Steven Watson started the discussion by asking each panelist when he had met Warhol. Bibbe Hansen said she met Andy through her dad, the artist Al Hansen, in 1964, when she was 14 years old. She told Andy that she had just been released from a juvenile jail and he said, “We must make a film about that,” and soon cast her in Prison, with Edie Sedgwick. Taylor Mead told the story of meeting Andy in August of ’63 and traveling to LA with Warhol and his soon-to-be superstars for Andy’s famous show at Ferus Gallery, where the Campbell’s Soup Can paintings were first shown, and shooting the film Tarzan and Jane Regained…Sort Of, in which Dennis Hopper was his Tarzan double, at the Beverly Hills Hotel.

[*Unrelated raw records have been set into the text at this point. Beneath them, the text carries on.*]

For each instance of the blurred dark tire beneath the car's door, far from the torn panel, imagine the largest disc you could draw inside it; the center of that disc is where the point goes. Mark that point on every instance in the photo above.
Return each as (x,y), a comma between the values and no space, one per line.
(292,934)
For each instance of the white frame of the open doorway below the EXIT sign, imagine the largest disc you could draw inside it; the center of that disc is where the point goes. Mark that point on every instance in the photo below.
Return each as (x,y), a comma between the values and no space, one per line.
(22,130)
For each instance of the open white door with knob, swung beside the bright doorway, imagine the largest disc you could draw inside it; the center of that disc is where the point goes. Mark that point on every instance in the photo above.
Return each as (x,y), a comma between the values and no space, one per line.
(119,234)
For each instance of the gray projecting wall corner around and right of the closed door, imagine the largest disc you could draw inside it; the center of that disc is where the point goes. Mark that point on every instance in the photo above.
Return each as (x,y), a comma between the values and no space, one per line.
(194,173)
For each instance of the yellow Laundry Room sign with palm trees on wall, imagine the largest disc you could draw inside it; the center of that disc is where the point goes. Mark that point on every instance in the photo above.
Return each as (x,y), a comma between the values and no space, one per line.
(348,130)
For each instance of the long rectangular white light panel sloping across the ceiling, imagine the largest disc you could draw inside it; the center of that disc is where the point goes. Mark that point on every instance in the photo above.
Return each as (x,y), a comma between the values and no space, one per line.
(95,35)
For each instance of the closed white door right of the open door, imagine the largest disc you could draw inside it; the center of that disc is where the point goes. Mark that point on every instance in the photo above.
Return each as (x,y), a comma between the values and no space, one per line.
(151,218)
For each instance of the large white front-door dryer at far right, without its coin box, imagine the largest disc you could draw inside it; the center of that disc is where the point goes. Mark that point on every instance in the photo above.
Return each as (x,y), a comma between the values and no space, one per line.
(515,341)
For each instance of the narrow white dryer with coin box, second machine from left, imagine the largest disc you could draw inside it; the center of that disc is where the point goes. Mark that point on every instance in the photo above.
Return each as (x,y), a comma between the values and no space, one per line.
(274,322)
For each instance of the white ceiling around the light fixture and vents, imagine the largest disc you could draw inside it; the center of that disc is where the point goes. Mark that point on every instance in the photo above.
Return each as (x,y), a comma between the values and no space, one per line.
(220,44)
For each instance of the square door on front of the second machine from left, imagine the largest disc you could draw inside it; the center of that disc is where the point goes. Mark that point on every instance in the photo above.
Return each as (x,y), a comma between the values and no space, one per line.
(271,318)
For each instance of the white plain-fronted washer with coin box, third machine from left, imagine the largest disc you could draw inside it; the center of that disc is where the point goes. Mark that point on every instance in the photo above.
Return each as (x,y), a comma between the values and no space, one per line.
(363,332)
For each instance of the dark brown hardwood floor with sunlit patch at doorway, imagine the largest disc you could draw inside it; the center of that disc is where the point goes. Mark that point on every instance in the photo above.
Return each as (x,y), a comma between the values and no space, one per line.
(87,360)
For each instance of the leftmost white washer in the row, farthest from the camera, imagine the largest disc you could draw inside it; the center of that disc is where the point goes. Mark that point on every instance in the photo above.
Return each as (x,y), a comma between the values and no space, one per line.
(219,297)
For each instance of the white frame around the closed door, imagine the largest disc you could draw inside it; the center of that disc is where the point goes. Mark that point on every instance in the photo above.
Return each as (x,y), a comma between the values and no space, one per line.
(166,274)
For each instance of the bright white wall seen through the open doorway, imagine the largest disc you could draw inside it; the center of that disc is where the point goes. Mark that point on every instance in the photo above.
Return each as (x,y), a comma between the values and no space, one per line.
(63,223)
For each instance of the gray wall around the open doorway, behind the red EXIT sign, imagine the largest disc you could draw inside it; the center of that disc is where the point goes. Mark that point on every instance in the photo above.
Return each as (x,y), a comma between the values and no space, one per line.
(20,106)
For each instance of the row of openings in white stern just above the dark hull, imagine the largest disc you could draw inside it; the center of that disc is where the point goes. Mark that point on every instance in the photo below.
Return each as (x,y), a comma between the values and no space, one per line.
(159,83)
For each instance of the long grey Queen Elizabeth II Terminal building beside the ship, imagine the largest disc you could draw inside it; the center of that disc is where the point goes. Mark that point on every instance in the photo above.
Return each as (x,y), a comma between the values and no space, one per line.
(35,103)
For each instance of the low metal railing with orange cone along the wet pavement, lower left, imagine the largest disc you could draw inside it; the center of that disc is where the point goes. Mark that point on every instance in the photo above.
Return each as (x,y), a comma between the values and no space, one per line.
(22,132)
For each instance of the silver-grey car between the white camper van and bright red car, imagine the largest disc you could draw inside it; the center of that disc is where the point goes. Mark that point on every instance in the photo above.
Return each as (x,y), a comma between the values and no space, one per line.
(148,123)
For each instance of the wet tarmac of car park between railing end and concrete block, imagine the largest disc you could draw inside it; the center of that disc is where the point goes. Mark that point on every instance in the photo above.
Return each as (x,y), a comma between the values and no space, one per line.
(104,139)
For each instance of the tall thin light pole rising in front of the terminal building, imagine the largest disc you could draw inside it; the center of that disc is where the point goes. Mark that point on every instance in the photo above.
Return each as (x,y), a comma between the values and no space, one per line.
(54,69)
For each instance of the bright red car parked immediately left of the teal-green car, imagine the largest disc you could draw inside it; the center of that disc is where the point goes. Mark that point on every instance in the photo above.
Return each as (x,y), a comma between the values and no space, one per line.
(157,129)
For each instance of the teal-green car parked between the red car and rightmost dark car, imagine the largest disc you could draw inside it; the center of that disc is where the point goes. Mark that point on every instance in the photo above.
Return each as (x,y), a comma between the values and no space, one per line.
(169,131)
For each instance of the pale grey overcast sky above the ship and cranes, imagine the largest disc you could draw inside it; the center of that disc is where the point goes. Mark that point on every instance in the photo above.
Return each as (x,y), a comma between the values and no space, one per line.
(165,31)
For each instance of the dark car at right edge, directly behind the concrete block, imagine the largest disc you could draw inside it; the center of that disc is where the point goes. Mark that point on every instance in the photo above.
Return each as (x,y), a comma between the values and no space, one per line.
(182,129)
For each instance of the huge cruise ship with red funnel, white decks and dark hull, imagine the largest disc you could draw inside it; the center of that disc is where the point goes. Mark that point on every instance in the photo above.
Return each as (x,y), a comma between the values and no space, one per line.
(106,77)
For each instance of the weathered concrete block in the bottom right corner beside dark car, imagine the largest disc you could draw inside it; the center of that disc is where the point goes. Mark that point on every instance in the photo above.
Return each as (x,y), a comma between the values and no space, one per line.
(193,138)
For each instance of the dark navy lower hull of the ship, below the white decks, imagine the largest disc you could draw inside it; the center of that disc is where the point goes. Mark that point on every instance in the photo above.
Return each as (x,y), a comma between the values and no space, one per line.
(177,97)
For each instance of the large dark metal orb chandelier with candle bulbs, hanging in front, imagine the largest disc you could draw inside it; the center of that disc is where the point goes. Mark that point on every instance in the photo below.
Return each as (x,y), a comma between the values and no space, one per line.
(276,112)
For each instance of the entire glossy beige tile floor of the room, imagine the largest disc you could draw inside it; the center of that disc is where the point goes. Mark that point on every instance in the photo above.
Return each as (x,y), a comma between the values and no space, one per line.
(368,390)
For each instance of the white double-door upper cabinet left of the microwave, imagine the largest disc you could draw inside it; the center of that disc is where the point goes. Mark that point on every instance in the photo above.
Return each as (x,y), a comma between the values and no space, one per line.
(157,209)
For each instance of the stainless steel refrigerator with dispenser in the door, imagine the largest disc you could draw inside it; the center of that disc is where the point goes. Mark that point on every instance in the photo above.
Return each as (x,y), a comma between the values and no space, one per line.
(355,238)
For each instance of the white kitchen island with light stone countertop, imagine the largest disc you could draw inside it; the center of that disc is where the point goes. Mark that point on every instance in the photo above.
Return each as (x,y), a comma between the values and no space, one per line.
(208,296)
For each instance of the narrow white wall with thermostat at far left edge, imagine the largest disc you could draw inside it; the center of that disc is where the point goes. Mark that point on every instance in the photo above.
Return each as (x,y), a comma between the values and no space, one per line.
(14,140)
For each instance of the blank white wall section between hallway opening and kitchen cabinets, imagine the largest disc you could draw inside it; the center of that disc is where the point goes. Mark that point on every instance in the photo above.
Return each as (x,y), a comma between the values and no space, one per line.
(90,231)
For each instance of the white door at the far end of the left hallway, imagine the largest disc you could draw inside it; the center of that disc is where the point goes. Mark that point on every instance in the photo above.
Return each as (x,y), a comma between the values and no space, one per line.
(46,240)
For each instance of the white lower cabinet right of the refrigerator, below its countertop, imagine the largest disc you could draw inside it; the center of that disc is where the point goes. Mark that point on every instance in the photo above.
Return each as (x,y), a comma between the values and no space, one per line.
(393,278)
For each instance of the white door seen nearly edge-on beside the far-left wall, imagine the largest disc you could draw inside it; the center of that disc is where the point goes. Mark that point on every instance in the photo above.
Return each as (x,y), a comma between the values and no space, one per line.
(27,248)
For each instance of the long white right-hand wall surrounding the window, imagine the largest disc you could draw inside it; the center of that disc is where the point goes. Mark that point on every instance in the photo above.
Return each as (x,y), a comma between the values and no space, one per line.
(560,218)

Gerard Malanga said that he met Andy, whom he later referred to as “the second most important person in my life,” in June 1963 through the poet and publisher Charles Henri Ford and soon started assisting the artist at the Factory. Gretchen Berg related that when she requested an interview with Warhol to discuss his films in 1966, he said, “OK, but I don’t have anything to say.” Berg, who is credited as getting the first interview with Andy that captures his vague, nonchalant style of responding to questions, went on to proclaim that when the door opened at the Factory that day, “My life changed,” and called Warhol a Zen master.

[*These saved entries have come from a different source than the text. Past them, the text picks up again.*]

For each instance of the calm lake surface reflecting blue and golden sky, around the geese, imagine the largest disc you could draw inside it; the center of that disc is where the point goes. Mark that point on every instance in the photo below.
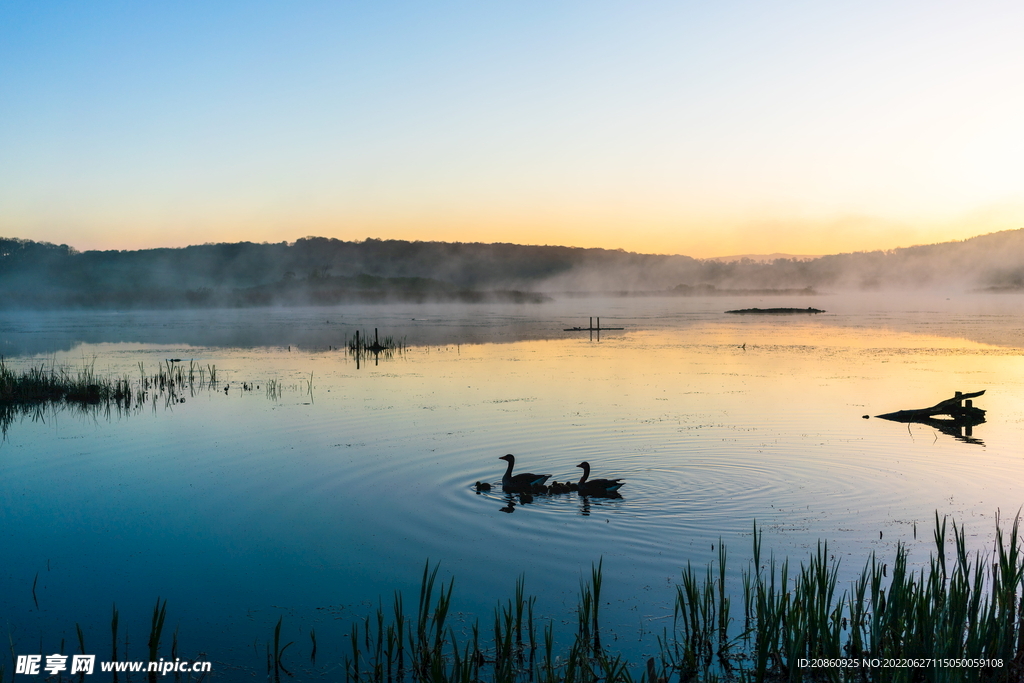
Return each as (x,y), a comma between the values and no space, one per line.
(239,507)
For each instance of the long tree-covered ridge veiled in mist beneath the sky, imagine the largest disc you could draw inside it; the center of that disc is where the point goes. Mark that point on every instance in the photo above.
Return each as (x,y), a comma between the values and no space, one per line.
(327,271)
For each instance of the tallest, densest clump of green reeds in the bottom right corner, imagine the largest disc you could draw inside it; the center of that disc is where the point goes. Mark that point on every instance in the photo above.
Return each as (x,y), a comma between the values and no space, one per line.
(971,609)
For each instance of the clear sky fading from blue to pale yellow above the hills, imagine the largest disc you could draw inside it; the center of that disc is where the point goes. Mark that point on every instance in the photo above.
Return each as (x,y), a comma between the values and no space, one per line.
(699,129)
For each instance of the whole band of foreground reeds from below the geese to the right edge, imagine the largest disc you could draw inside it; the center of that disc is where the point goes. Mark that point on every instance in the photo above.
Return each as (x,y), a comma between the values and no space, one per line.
(957,619)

As for Wilcock himself, the young Brit started hanging out at the Factory in the mid-’60s and stuck around for 6 years. He said that rather than phoning up for entry to the original, silvery space on West 47th Street, he would simply pull the fire escape down with an umbrella and climb through a window. Wilcock also recalled that one day, when he was smoking marijuana, Andy took a drag. But it was Berg that revealed Andy’s preference for diet pills, which she said Paul Morrissey told her Andy took to control his weight, a bit of information that Malanga backed up by saying that when he started working for Andy he was a little chubby and began taking Obitrol, an amphetamine-laced diet drug.

Regarding Andy’s sex life, no one claimed to have had sex with the artist, but Taylor Mead said that Andy tried to come on to him, but that he wasn’t his type. Several boyfriends were named, including Rod LaRod, but Malanga said he was never quite sure what Andy’s relationship was with any of them. However, Wilcock quickly cleared that issue by stating that Charles Henri Ford had said, “Andy is a receiver.” After “Little Joey” joined the stage to say that he started working at the Factory when he was 13 and used to go wake up Andy every afternoon so that he would come to the Factory and that Andy used to come to the door in cum-stained underpants, the subject of sex was dropped.

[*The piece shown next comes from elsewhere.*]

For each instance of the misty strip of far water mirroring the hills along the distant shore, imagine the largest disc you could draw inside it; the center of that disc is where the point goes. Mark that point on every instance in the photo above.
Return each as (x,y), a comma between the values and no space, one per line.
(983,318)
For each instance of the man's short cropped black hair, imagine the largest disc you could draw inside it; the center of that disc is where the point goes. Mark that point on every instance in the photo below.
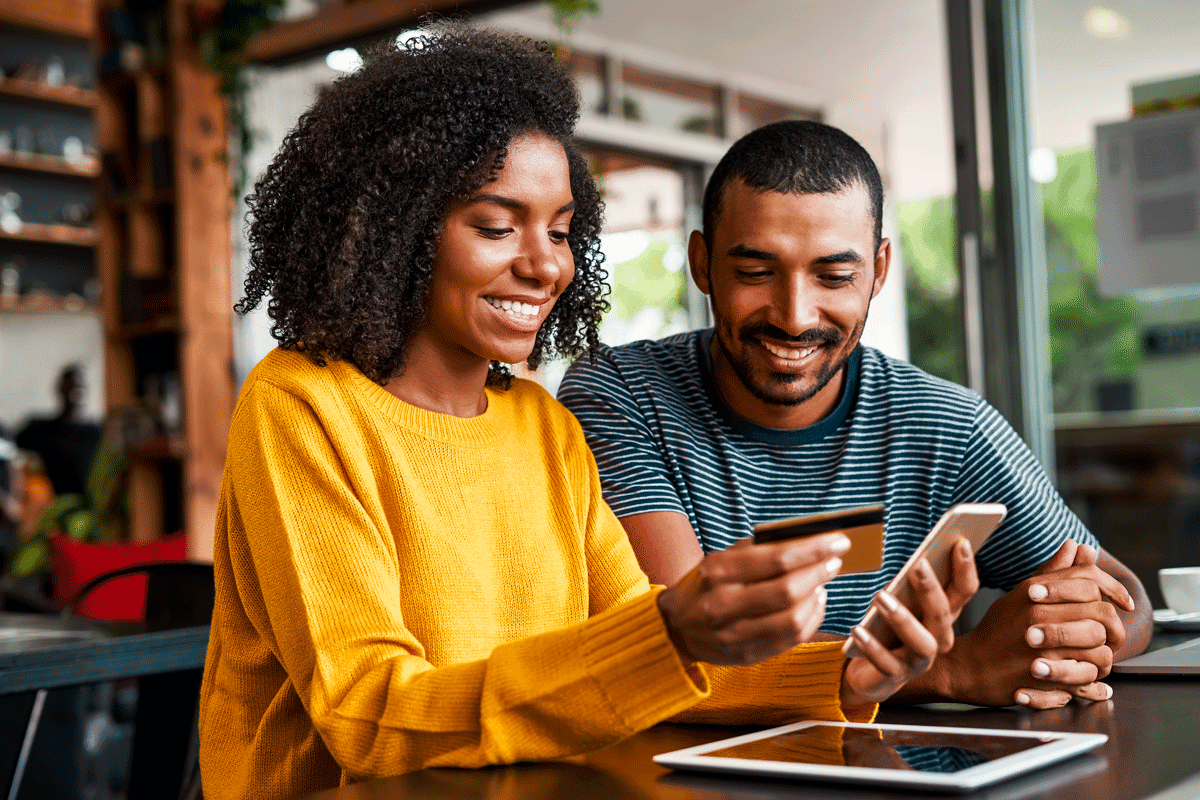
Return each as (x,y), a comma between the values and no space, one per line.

Following that awkward moment, Watson asked the panelists to share a final thought on Andy. Hansen summed him up best, saying that he had an incredible work ethic and that’s why they called it the Factory and not the Party; and she praised Andy’s curiosity, stating, “He wasn’t a person sitting around being interesting. He was interested — he was engaged!”

A second chance to meet the folks involved with The Autobiography and Sex Life of Andy Warhol takes place tonight at a book signing at Gagosian Shop.